Purdue group hopes to break a land speed record

Aug 20, 2013

One-hundred miles-per-hour – that’s the record-breaking speed a group from Purdue hopes to achieve for an electric motorcycle.

Dr. John Sullivan, professor of Aeronautics and Astronautics Engineering, enlisted the help of students to create an electric motorcycle. He says they used an existing frame, but modified it with an electric motor and batteries.

John Sullivan checks the diagnostics on the electric motorcycle that he and Purdue students built.
Credit Chris Yamamoto / Purdue University

They will get an official measure of their top speed at the Bonneville Salt Flats in Utah.

“So we need a lot of power for a short period of time,” he says. “To do this, we use very high-power model airplane batteries and we build up a very large pack of those to supply power to the bike.”
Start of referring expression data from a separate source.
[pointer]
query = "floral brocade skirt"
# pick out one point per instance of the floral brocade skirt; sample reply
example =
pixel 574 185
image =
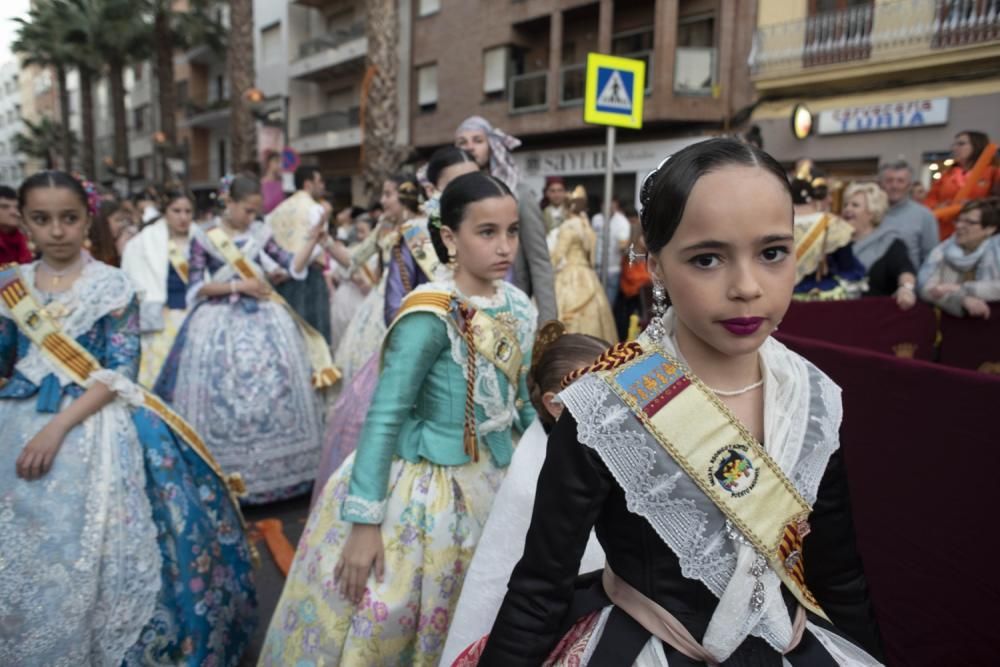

Sullivan says they will be judged in a 150-kiligram, custom motorcycle category, which has a current speed record of 70 miles-per-hour. He says the team’s own time trials have approached 100 miles-per-hour for the motorcycle he and the students have been working on it since last year.

“This is the first electric bike that we’ve done, so a lot of enthusiastic ‘aero’ students working on the aerodynamics and a couple of students who are from Mechanical (Engineering) and EE (Electrical Engineering) helping with the installation, and particularly the electronics of it.”

He says they’ll be competing against other electric motorcycles from around the world when they race for speed next week at the salt flats.

John Sullivan prepares for a test run on the electric motorcycle at the Lucas Oil Raceway at Indianapolis.
Credit Chris Yamamoto / Purdue University

Team member Grant Chapman is a senior majoring in Mechanical Engineering. The Electric Vehicle Club cofounder says he always wants to make a vehicle perform better.

“When I saw the Big Three struggling in 2008, I decided electric vehicles might be a good alternative,” he says. “So, then I decided to pursue electric vehicle design and technology at Purdue.”

Chapman says there are a growing number of manufacturers, so electric motorcycles are more than a hobby.

“The great thing about them is most people ride them as recreational vehicles than actual travel vehicles, so the range anxiety and range problems don’t hinder them as much as, let’s say, a passenger car.”

The group is traveling to Utah Saturday, August 24.